Dive Deep into Creativity: Discover, Share, Inspire
@sinndbleds asked: ‘ This daylight thing is a bitch! I need more blood! ‘ For Didmye from Blaise, from Vampire Diaries prompts
Daylight - or the absence of it - had been one of her main complaints as a newly turned fledgling as well. Those first few years how she had wept to Aro that she missed the vibrant colours the sky made when it danced with the sun, the warmth against her face. He had attempted to make it up to her by having jewels crafted that granted them clemency from the suns fire and allowed them to walk in it. Hers, an amber stone nestled atop a delicate golden ring. A hollow gesture when he had not allowed her to keep it after burying her in the cold darkness of the ground. Perhaps the historian who had pulled both her and Blaise from their endless slumbers would have something to help.
Pulling another sheet from one of the many cluttered tables around the house, a rat scurries from the cloud of dust covering the antiques. "There, something to tide you over until nightfall." A playful grin shot back at her new companion. "There is a way for us to walk in the sun, though it requires magic. A lot of it." Slender fingers trace their way across the books sprawled amongst the mess. "Thank goodness our shared acquaintance was a fan of the occult."
@wastheheart asked: “i appreciate your concern, but let me take care of myself. okay?" (for whoever you think vibes!)
Humans were full of sorrow. It was a condition of their very existence - something they must experience so they could appreciate joy. Didyme had grown accustomed to sensing it whenever she chose to move among them, choosing the right occasions to use her gift on them unsuspectingly. Though they must experience it, they did not always have to. Some sorrow was able to be dispersed to be felt another day, to stop the weight from crushing them. Some sorrow was particularly potent - as potent as blood from an open wound - and she had learnt to sniff it out just as easily.

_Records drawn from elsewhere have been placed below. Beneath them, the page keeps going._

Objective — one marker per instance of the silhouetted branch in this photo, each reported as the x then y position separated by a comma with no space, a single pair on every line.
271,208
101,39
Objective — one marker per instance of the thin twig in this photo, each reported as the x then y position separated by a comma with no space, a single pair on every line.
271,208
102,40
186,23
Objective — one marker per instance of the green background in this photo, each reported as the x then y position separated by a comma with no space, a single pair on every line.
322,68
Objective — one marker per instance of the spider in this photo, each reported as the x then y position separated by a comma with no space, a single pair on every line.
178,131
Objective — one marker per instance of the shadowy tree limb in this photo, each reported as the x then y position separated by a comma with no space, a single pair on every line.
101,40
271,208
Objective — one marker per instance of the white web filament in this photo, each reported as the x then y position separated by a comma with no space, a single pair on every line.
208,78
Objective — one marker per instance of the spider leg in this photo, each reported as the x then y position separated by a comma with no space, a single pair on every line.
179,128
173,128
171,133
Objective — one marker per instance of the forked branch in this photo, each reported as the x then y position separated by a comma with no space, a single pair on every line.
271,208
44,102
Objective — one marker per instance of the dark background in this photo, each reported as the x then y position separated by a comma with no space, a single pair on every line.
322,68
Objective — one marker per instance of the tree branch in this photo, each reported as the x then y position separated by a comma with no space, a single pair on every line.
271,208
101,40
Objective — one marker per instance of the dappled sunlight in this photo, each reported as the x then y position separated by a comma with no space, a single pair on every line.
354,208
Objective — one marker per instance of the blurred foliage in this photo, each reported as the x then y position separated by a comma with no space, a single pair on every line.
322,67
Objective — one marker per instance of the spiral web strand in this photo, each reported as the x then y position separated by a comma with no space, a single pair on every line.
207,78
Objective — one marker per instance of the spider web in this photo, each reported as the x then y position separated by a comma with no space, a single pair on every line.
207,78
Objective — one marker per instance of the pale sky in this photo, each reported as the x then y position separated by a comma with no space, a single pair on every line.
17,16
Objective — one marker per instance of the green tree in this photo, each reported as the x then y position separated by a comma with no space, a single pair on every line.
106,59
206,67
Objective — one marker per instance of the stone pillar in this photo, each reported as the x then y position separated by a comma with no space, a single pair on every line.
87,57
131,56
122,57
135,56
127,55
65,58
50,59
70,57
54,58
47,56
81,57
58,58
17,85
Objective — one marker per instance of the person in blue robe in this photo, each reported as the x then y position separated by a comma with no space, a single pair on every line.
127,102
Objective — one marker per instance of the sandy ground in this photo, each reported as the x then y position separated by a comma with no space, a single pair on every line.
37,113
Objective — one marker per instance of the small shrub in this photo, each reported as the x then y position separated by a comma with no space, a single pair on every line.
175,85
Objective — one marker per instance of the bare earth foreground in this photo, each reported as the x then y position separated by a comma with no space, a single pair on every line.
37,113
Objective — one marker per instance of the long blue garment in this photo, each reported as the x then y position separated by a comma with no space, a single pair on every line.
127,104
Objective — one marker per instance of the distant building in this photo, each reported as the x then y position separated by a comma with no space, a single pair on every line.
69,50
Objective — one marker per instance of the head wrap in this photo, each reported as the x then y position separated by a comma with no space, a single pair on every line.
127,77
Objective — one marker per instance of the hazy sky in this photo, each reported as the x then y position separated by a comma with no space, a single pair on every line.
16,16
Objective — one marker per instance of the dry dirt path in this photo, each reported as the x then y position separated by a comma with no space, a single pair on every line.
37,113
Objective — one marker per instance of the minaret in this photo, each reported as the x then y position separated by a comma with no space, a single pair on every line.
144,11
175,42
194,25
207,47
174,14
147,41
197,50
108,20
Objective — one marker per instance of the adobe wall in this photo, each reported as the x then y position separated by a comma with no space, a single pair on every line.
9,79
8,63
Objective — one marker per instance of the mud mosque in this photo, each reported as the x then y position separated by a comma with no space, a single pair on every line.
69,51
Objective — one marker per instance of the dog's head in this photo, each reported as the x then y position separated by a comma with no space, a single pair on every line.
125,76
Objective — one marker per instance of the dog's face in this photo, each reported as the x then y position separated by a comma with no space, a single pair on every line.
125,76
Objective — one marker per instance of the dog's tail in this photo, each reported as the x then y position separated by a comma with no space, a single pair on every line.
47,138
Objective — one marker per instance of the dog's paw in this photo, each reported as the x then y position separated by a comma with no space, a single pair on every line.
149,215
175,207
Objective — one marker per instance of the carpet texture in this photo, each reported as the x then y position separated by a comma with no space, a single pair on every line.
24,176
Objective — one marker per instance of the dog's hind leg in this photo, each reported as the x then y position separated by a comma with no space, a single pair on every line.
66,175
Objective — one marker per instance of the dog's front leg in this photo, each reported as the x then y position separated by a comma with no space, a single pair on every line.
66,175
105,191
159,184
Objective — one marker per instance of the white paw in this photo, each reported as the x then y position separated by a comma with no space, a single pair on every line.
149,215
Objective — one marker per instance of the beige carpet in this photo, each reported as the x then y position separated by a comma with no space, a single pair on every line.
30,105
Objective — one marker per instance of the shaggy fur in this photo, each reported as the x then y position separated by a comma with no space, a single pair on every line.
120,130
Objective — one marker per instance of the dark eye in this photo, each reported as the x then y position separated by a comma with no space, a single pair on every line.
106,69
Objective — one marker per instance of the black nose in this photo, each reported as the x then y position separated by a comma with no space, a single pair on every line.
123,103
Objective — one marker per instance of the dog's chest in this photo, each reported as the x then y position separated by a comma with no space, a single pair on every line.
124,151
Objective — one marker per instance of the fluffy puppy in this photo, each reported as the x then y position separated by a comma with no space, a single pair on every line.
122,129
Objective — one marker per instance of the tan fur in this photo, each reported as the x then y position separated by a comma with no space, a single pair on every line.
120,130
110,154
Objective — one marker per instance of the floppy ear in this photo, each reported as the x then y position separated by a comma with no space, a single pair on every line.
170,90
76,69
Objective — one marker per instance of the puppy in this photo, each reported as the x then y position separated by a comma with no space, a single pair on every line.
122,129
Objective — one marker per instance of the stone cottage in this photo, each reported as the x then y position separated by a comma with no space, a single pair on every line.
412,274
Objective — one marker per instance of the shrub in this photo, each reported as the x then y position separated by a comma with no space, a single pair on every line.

She had followed the woman to the outskirts of town, toward a steep incline. Her sorrow seeped from her, covered head to toe in an invisible loss that Didyme felt reach for something deep within her own memories. Her youngest siblings cut down by war. You could have prevented it, you bastard! Fingers twitch, still feeling as though they were pounding against Aro's chest as she wept. Why me? Why me?! I should have died with them! A deep, deep, sorrow even her usual optimistic outlook could not fight. It had wanted to pull her in to itself, drown the life from her. That was what this woman felt now, she knew it. The cliff was calling her like a siren song, making whatever lay at its depths seem more appealing than what she had experienced in this life. She had stayed carefully behind her until they reached an opening, taking the opportunity to ask if she required assistance.
"Forgive me, my child, but I do not think you are entirely yourself right now." She knows the words must seem odd leaving her mouth. The woman looked at least 4 years her senior despite Didyme having more than three millennia on her. But something tells Didyme the woman needed a guiding presence more than anything right then.